Vincenti se inclinó sobre una de las mesas y metió sus carnosas manos, enfundadas en unos guantes de goma, en un contenedor herméticamente sellado. Por encima de sus cabezas se oía el zumbido del aire, impulsado a través de microfiltros laminados, libre de impurezas; el constante rugido era casi hipnótico. Miró a través de un panel de plexiglás y manipuló hábilmente el portaobjetos cuyo contenido se estaba evaporando. Tomó una pequeña muestra de un cultivo activo de VIH y la mezcló con otra solución que ya estaba allí. Entonces selló el portaobjetos y lo situó bajo el microscopio. Liberó sus manos del pegajoso látex y enfocó el objetivo.

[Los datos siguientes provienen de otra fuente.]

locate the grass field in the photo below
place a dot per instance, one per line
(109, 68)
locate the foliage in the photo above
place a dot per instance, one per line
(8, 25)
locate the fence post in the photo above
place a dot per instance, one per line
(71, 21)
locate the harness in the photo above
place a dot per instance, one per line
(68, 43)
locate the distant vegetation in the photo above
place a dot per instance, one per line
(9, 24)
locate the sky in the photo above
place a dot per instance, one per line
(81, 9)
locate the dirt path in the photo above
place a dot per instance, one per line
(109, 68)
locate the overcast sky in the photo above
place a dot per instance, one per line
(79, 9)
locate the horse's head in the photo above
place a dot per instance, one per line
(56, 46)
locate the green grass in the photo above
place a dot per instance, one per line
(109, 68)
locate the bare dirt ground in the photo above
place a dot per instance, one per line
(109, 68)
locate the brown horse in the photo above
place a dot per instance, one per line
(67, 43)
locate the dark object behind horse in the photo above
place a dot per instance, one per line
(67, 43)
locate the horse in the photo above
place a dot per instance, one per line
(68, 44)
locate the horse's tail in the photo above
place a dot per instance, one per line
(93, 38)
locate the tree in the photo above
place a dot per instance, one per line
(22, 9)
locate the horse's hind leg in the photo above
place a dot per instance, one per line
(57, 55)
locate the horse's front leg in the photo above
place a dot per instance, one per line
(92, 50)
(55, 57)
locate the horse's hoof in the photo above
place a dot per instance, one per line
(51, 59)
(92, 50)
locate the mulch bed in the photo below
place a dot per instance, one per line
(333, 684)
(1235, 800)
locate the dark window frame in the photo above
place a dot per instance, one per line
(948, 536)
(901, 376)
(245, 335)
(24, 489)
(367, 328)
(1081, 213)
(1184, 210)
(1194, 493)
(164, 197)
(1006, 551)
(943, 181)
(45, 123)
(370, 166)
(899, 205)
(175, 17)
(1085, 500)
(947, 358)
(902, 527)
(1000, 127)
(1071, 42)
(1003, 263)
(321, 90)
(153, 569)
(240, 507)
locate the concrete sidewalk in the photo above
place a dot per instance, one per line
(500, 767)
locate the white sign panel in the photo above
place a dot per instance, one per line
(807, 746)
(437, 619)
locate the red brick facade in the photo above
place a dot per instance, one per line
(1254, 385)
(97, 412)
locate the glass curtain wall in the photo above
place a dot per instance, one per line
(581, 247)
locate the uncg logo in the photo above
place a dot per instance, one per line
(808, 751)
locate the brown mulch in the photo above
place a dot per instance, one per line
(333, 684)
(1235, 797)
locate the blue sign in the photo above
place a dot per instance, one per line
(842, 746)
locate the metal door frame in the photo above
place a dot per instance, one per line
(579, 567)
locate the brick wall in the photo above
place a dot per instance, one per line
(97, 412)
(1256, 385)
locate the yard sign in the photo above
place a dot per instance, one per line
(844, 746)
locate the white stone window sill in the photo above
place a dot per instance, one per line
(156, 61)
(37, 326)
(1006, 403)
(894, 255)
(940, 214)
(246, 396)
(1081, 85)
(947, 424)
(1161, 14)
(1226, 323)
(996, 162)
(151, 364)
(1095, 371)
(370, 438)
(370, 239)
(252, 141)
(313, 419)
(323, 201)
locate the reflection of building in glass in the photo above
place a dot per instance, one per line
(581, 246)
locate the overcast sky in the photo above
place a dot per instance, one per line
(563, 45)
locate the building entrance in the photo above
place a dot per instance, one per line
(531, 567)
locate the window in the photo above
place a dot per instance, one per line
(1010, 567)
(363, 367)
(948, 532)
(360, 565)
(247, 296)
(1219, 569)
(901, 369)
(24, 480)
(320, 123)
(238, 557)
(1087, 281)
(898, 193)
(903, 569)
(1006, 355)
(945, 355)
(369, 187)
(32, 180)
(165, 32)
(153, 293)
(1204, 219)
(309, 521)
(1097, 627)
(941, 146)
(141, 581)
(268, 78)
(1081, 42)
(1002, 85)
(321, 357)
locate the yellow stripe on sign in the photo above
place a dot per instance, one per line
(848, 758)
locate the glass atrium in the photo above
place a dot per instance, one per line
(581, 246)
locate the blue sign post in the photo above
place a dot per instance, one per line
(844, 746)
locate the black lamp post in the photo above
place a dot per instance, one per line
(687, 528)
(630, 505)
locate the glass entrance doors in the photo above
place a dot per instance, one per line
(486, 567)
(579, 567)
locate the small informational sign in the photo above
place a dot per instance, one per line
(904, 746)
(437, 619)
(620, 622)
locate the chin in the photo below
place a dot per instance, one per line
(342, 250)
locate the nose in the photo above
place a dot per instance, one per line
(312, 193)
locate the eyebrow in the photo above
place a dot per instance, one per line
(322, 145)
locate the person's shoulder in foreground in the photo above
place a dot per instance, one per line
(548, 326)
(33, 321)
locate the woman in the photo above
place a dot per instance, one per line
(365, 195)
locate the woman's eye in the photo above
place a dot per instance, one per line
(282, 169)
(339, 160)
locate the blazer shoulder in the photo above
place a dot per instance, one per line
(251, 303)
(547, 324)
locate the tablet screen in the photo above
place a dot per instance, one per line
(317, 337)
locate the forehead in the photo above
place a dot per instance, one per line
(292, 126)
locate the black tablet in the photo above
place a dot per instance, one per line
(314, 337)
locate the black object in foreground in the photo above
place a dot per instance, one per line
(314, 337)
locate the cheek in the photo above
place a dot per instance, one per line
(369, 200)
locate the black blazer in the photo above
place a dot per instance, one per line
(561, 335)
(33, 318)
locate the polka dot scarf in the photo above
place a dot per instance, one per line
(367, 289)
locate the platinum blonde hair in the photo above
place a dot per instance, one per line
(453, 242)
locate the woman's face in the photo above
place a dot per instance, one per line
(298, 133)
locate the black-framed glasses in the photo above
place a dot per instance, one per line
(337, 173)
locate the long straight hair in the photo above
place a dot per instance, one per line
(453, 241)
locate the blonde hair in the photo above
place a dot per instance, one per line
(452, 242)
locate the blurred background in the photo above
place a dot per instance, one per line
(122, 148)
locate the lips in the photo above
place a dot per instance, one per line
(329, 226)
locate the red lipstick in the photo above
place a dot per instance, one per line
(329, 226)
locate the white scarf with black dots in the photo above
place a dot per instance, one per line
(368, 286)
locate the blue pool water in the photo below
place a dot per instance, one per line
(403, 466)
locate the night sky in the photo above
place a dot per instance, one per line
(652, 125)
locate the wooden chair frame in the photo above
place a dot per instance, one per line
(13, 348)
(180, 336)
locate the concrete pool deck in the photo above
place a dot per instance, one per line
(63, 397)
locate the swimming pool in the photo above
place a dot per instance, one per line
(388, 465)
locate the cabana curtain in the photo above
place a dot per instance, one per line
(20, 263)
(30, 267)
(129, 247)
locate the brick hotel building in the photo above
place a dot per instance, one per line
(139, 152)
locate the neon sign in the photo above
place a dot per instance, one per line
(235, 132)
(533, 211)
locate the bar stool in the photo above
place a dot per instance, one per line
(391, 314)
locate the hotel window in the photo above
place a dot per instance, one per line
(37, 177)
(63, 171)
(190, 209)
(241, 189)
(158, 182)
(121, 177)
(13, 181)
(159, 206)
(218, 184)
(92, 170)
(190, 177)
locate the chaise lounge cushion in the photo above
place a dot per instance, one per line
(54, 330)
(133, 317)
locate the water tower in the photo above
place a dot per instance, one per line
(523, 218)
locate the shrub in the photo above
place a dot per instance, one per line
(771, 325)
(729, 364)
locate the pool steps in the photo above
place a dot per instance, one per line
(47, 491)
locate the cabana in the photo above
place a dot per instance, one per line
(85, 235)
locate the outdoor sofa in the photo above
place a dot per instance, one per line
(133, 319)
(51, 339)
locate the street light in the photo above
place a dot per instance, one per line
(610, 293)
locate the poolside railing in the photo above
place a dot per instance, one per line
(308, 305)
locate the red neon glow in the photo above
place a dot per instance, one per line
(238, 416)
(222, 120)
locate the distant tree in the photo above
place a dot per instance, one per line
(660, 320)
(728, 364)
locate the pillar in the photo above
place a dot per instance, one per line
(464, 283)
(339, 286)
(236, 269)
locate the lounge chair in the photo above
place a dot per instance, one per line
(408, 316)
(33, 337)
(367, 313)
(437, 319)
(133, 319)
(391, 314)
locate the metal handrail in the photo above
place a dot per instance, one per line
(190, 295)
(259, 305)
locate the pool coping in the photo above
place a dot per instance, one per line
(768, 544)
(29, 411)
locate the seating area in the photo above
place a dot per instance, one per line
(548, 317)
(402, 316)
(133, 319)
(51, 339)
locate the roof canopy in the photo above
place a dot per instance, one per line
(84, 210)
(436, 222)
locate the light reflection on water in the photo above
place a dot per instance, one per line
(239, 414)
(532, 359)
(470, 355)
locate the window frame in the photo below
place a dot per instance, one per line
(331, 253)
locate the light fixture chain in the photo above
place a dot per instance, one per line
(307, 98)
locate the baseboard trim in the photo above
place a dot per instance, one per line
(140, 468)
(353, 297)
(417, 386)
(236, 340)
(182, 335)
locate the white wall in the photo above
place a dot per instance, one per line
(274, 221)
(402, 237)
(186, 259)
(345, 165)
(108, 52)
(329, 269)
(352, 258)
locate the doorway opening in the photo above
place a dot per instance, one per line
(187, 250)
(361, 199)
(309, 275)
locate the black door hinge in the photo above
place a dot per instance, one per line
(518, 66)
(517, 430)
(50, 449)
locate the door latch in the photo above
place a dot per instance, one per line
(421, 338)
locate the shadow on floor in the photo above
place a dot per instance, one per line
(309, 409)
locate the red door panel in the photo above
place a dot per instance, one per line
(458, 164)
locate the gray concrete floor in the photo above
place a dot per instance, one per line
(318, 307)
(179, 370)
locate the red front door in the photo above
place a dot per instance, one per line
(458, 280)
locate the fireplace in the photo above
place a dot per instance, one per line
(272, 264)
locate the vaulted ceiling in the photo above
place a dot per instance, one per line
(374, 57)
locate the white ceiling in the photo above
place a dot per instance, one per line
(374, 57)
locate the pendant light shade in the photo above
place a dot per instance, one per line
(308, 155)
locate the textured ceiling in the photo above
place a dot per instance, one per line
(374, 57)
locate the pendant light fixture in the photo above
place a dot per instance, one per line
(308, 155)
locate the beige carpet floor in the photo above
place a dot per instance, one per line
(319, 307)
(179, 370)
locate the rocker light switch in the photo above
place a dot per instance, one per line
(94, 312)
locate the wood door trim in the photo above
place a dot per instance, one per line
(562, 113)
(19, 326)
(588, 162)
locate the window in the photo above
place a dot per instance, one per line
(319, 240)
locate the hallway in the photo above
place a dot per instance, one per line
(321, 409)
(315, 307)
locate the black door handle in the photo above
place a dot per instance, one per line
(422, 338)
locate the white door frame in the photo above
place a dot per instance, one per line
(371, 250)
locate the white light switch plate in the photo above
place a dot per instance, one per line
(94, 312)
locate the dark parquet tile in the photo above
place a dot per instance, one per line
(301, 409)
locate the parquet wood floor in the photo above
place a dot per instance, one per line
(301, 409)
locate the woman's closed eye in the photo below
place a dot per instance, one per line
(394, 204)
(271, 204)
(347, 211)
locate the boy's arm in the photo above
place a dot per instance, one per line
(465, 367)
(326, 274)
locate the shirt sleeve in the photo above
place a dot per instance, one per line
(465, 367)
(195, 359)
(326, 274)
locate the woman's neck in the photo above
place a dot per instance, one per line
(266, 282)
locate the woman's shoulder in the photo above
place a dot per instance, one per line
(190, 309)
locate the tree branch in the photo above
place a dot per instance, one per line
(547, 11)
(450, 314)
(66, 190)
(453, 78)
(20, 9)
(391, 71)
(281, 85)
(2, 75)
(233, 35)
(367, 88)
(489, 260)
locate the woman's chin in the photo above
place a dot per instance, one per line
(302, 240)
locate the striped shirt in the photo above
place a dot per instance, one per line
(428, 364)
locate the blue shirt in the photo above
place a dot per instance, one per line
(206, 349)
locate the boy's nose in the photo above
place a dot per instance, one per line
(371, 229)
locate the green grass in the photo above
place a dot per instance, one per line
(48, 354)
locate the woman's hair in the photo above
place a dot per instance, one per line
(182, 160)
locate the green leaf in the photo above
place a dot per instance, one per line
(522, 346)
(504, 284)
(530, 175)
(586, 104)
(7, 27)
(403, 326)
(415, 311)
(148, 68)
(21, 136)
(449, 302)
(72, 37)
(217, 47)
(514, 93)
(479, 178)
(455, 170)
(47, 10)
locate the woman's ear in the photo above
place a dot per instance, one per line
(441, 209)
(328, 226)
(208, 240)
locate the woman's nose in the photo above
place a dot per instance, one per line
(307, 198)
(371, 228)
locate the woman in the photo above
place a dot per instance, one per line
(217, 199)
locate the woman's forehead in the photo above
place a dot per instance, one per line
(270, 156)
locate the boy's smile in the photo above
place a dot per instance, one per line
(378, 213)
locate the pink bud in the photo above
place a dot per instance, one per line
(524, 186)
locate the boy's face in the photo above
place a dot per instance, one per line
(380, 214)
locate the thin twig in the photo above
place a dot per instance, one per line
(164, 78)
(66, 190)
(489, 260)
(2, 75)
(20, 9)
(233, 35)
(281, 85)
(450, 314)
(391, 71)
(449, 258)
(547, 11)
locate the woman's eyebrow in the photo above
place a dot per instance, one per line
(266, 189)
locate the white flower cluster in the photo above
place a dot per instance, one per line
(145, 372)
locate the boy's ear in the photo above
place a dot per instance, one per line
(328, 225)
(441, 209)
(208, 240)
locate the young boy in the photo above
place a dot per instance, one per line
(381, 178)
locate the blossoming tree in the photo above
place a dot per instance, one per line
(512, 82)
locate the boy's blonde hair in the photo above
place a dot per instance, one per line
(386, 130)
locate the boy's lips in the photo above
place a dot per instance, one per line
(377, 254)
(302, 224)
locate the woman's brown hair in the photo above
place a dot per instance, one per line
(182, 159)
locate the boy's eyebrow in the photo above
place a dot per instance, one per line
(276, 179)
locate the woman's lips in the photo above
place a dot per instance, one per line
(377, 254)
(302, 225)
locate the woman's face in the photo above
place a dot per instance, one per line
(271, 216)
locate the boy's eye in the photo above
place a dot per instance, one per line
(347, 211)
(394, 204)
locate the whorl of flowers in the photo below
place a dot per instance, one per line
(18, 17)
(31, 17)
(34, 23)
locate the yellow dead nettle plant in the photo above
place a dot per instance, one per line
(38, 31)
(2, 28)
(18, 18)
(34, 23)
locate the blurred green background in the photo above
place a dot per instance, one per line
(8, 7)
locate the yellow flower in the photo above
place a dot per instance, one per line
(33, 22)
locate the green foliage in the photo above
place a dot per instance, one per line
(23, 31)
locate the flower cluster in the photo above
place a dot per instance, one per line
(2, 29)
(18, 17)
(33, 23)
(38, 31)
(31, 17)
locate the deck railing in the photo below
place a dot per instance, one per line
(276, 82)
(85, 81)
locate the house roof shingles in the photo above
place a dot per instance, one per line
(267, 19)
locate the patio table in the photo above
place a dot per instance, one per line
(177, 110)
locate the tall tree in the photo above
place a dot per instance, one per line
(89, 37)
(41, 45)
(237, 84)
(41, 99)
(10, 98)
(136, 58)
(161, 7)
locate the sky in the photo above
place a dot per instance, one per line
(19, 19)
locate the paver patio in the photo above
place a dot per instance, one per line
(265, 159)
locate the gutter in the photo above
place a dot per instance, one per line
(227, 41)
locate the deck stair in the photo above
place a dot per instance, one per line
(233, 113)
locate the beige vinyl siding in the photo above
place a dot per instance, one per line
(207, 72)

Dos ajustes y encontró el enfoque requerido.

Una sola mirada bastó.

– El virus ha desaparecido casi con el simple contacto. Es como si hubieran estado esperando para devorarlo.

Sabía que sus modificaciones biológicas habían sido la clave del éxito. Unos pocos años antes, un bufete de abogados de Nueva York al que había contratado le advirtió que el descubrimiento de un nuevo mineral, o de una nueva planta, no era algo que pudiera patentarse. Einstein no pudo patentar su célebre E = me2, ni tampoco Newton su ley de la gravedad. Eran manifestaciones de la naturaleza, ajenas a todo. Pero las plantas manipuladas genéticamente, los animales multicelulares creados por el hombre y las arqueas alteradas respecto a su estado natural, todo eso sí se podía patentar.